Jika dibandingkan dengan pelaksanaan 6 Webinar sebelumnya, terjadi peningkatan jumlah peserta yang signifikan. Mengacu pada daftar hadir, terjadi kenaikan 35 persen peserta di Webinar #7. Peserta yang terekam melalui aplikasi ZOOM Meeting jumlahnya lebih besar lagi daripada yang mengisi daftar hadir. Tentu peningkatan ini tidak lepas dari sejumlah strategi yang diupayakan pelaksana mulai dari mendiskusikan bersama-sama tema di dalam group, menentukan panelis, menyesuaikan waktu pelaksanaan dan mengupayakan agar forum belajar dapat diakses oleh ragam jenis difabilitas.

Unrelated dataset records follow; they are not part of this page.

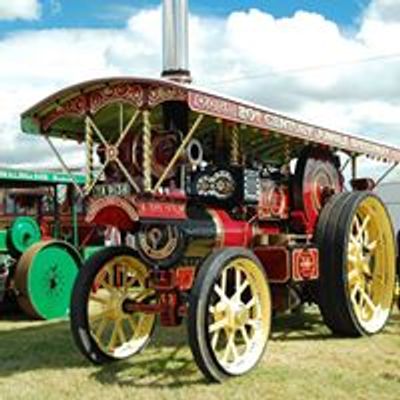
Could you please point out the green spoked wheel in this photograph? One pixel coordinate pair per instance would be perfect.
(229, 314)
(44, 278)
(357, 262)
(22, 234)
(102, 329)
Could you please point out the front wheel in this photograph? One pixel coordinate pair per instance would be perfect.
(101, 328)
(229, 315)
(357, 254)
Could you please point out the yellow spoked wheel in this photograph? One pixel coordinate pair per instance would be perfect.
(358, 266)
(102, 329)
(230, 314)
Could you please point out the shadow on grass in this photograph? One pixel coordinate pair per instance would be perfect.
(171, 369)
(167, 362)
(300, 326)
(49, 345)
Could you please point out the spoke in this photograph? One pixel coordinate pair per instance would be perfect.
(121, 333)
(113, 339)
(132, 323)
(245, 336)
(111, 274)
(224, 278)
(366, 270)
(353, 240)
(218, 325)
(372, 245)
(98, 299)
(368, 301)
(243, 287)
(354, 277)
(220, 293)
(237, 278)
(214, 341)
(254, 323)
(235, 352)
(365, 223)
(102, 283)
(100, 315)
(251, 303)
(228, 348)
(357, 223)
(100, 328)
(353, 259)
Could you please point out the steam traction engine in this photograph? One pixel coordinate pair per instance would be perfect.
(226, 211)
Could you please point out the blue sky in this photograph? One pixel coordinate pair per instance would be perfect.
(312, 65)
(107, 14)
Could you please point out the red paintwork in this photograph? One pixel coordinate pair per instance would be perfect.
(320, 180)
(274, 201)
(184, 278)
(305, 264)
(276, 262)
(231, 232)
(154, 209)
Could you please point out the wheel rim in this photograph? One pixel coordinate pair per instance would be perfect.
(45, 276)
(117, 333)
(370, 265)
(239, 315)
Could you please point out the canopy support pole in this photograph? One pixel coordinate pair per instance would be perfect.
(354, 166)
(147, 151)
(64, 165)
(386, 173)
(179, 152)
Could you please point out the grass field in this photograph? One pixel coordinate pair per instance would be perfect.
(38, 361)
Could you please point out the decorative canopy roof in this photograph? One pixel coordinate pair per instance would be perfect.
(25, 177)
(61, 114)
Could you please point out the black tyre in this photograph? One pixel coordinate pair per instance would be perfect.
(229, 315)
(357, 264)
(101, 328)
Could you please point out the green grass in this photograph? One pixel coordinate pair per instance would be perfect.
(39, 361)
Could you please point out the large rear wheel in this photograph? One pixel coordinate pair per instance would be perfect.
(229, 314)
(102, 330)
(44, 278)
(358, 266)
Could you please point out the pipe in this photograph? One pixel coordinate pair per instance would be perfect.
(175, 40)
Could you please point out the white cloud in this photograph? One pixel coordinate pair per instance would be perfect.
(340, 93)
(20, 9)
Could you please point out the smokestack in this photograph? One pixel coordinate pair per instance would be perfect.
(175, 40)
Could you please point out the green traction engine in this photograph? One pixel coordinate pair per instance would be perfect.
(39, 257)
(226, 212)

“Inovasi seperti ini harus dipertahankan. Apalagi, forum-forum seperti inilah yang dibutuhkan difabel untuk bertukar pengetahuan dan pengalaman baik, terutama mereka di luar kota-kota besar yang masih sulit mengakses forum-forum seminar, pelatihan dan semacamnya”, kata Wahyu.